The first approach to selecting practices to participate is to conduct a lottery among all practices that volunteer. A lottery is a randomized controlled trial in which practices selected by lottery receive the intervention, and practices that are not selected serve as a control group.
Another approach is to allow all practices that volunteer to participate, but stagger the rollout of implementation across them. This is called a staggered randomized or stepped wedge design. The late starters serve as a control group—before they begin the intervention—for the early starters.16 The advantages of this design are (1) all interested practices have the opportunity to participate, and (2) operational support can be provided to small groups of practices at a time, reducing resource demands on the system. The disadvantage is that the late starters can only serve as a pure control group until they begin the intervention. For example, if they begin 1 year later than the early starters, your evaluation will have only 1 year of data to use to compare outcomes between the intervention and control groups—which might be too short a period to realize many potential improvements associated with primary care transformation.17 However, you can also use a staggered randomized design to examine outcomes at different stages, such as comparing practices with 2 years of experience with the intervention and practices with only 1 year of experience.
If your evaluation uses a randomized design by lottery or by staggered rollout, it is critical to select practices at random.

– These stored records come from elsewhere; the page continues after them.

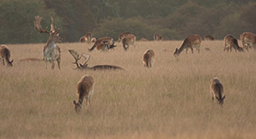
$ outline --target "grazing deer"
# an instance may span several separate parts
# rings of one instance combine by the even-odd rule
[[[106,37],[97,39],[92,48],[88,50],[92,51],[96,48],[98,50],[108,51],[115,47],[117,46],[114,45],[113,38]]]
[[[239,46],[238,39],[234,37],[232,35],[227,35],[224,37],[224,51],[230,50],[231,52],[232,48],[234,48],[236,51],[243,51],[243,48]]]
[[[10,61],[10,50],[6,45],[0,46],[0,56],[3,61],[3,65],[5,65],[5,60],[7,63],[7,66],[13,66],[13,59]]]
[[[91,33],[88,32],[87,33],[85,36],[83,36],[82,37],[80,37],[79,42],[87,42],[87,43],[90,43],[91,42]]]
[[[94,80],[91,76],[84,75],[77,82],[78,102],[73,101],[75,111],[78,114],[81,112],[83,101],[86,98],[86,109],[90,105],[90,100],[93,94]]]
[[[48,31],[46,29],[42,29],[41,26],[41,21],[42,17],[37,16],[35,16],[34,27],[40,33],[47,33],[49,34],[49,38],[47,40],[46,45],[43,48],[43,58],[46,63],[49,61],[52,63],[52,70],[54,69],[54,61],[57,60],[58,67],[60,69],[61,62],[61,48],[56,46],[56,43],[62,42],[62,37],[59,36],[60,29],[55,30],[53,27],[53,18],[52,17],[51,30]]]
[[[173,55],[179,56],[184,48],[186,49],[186,53],[188,51],[188,48],[191,48],[192,53],[193,54],[193,48],[195,48],[199,53],[201,42],[202,42],[202,37],[199,35],[192,35],[187,37],[184,42],[182,43],[181,47],[179,49],[176,48]]]
[[[155,33],[154,34],[154,41],[159,41],[159,40],[163,40],[163,37],[161,35],[159,35],[158,33]]]
[[[133,45],[135,48],[136,36],[130,34],[122,39],[122,47],[124,50],[129,48],[130,45]]]
[[[215,40],[215,37],[210,35],[204,36],[204,40],[209,40],[209,41]]]
[[[113,65],[97,65],[97,66],[93,66],[93,67],[87,67],[87,61],[90,59],[89,55],[86,55],[84,53],[81,54],[81,56],[85,59],[85,63],[82,64],[78,64],[78,60],[81,59],[81,57],[79,56],[79,54],[77,52],[76,52],[73,49],[69,49],[68,50],[70,52],[70,54],[74,57],[75,59],[75,64],[76,65],[76,69],[81,70],[123,70],[122,68],[118,67],[118,66],[113,66]]]
[[[240,35],[240,41],[243,48],[249,50],[249,48],[256,49],[256,35],[250,32],[244,32]]]
[[[218,103],[222,106],[226,95],[224,94],[223,85],[218,78],[214,78],[210,81],[210,93],[212,94],[212,101],[215,98],[218,101]]]
[[[123,32],[118,36],[118,42],[121,42],[126,36],[131,35],[131,32]],[[133,34],[132,34],[133,35]]]
[[[143,65],[147,68],[151,68],[154,63],[155,53],[152,49],[147,49],[142,58]]]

Picking a practice for the intervention group because it seemed to have the strongest physician commitment, or because it had better or worse patient outcomes, makes it difficult to disentangle the effects of the intervention from those of the practice’s existing performance or motivation. Similarly, in a staggered randomized design, be sure to randomize practices into rollout periods, avoiding the urge to start with practices that are more sophisticated or more eager to begin the intervention.
If stakeholders want to introduce the intervention in all practices, another option would be to analyze the effectiveness of different approaches to implementing the components of the intervention within the practices. At the outset of the study, each practice could be randomized to receive a combination of different approaches to implementing the intervention. For example, the practices could be randomly assigned to use either a social worker or nurse to coordinate care, and randomly assigned to follow up with patients within 2 days of a hospital discharge, either in person or by telephone. This approach, called orthogonal design, enables every practice to test at least some of the components (that is, no practice would be a pure control), while generating important operational lessons about the best ways to deliver the different components.18,19
When Randomized Designs Are Not Feasible, Use a Strong Comparison Group Design
Sometimes randomized designs are not feasible. In this case, it is critical to determine how the participating practices chose (or were chosen) to participate in the intervention and mimic those factors to the extent possible when selecting a non-experimental comparison group. The factors driving participation include formal and informal selection criteria by the organization and decisions made by practices. For example, if the organization selects all practices in a particular city to test the intervention, the comparison group should contain practices in a city with a comparable market and patient mix. If only practices that had certain health IT in place were chosen, practices with similar health IT, as well as size, patient mix, and outcomes—before the intervention—should be selected for the comparison group. Ideally, the group of comparison practices should have the same characteristics as the intervention practices. Two popular options for selecting a comparison group are regression discontinuity (RD) designs, and propensity score matching (PSM) designs. However, both PSM and RD designs may not have sufficient power for interventions with a small number of practices.